Après deux renvois, l’affaire, initialement audiencée au 21 mai 2025, a été enrôlée à l’audience publique du 21 janvier 2026 : les parties s’y sont fait dûment représenter, à l’exception de la Compagnie MMA IARD.
A la barre, Mme [R], par l’intermédiaire de son conseil, a maintenu les termes de sa requête introductive d’instance, mais a demandé la condamnation solidaire de la MAAF si la garantie décennale était retenue contre M. [U] et a ajouté la demande de la somme de 1 000 euros au titre de l’article 700 du Code de procédure civile.
Elle a rappelé qu’en mai 2018, elle a fait réaliser des travaux dans sa salle de bains par M. [U], artisan plombier. Par la suite, un dégât des eaux s’est produit pour un défaut d’étanchéité, réparé gracieusement par M. [U] qui reconnaissait sa responsabilité et déclarait le sinistre le 3 septembre 2020 à son assurance, la MAAF Assurances.
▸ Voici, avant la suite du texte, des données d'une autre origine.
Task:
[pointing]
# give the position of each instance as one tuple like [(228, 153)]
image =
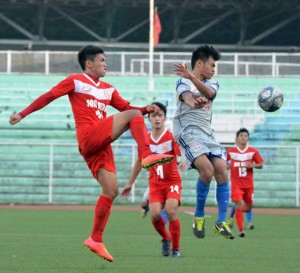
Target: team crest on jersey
[(165, 147), (107, 93), (197, 146), (86, 89)]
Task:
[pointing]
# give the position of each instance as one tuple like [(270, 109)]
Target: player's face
[(98, 66), (242, 138), (208, 68), (157, 120)]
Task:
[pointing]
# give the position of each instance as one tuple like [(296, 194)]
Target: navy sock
[(223, 200), (164, 216), (201, 194), (249, 217), (232, 211)]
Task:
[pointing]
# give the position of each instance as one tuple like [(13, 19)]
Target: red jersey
[(89, 98), (164, 173), (240, 175)]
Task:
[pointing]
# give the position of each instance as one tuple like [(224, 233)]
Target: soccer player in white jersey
[(192, 129), (242, 159)]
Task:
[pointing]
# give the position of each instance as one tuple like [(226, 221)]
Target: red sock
[(102, 212), (161, 228), (140, 134), (239, 219), (174, 227)]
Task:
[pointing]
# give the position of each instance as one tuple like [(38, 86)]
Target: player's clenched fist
[(15, 118)]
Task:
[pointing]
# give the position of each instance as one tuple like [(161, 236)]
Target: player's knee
[(112, 193)]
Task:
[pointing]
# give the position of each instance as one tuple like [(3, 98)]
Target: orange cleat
[(153, 159), (98, 248)]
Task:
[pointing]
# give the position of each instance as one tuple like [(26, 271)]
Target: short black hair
[(242, 130), (203, 53), (88, 52), (160, 106)]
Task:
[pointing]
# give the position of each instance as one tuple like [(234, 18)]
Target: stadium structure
[(233, 25)]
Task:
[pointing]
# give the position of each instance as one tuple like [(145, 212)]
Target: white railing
[(10, 161), (137, 63)]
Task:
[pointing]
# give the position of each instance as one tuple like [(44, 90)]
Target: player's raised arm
[(39, 103), (134, 174)]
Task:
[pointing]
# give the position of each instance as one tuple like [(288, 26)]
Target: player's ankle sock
[(239, 219), (140, 134), (232, 212), (161, 228), (223, 200), (202, 190), (175, 233), (102, 212)]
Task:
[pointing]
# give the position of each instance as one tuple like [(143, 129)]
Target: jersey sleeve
[(64, 87), (37, 104), (214, 86), (257, 157)]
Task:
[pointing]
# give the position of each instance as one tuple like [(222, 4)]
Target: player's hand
[(126, 191), (200, 102), (182, 166), (153, 109), (249, 165), (182, 70), (14, 119)]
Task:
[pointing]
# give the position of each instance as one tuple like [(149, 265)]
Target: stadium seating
[(27, 149)]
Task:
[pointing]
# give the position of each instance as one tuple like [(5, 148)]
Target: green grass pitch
[(50, 241)]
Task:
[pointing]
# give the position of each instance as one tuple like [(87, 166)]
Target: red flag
[(157, 28)]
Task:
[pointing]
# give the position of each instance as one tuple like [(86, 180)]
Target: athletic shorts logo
[(197, 146)]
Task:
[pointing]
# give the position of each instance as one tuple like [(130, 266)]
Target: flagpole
[(151, 46)]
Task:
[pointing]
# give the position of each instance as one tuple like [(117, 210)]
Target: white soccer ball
[(270, 99)]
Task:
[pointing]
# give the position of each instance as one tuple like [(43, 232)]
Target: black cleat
[(223, 229)]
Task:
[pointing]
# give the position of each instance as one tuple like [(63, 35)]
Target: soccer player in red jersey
[(90, 98), (164, 184), (242, 159)]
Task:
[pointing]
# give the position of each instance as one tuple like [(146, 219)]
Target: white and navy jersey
[(186, 116)]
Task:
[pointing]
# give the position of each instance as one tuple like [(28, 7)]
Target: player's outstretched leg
[(98, 248), (165, 247)]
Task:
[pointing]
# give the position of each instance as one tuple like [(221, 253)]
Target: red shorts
[(94, 145), (160, 192), (242, 194)]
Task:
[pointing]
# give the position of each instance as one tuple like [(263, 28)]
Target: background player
[(249, 217), (164, 183), (242, 159), (90, 98), (192, 130)]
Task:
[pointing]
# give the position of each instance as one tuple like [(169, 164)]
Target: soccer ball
[(270, 99)]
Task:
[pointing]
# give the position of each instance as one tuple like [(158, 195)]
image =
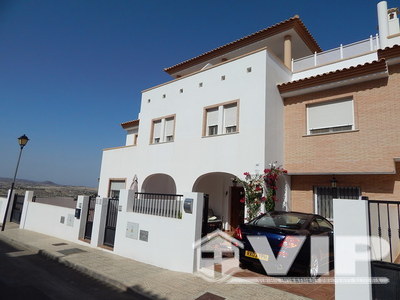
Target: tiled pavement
[(152, 281)]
Le 1er juin 2021, Mme [F], sa voisine, s’est plainte d’un dégât des eaux et a fait une déclaration de sinistre à son assurance, la compagnie SOGESSUR, laquelle a diligenté une expertise auprès du cabinet [P] ; l’expert a diagnostiqué une infiltration d’eau provenant de joints défectueux dans la salle de bains de Mme [R].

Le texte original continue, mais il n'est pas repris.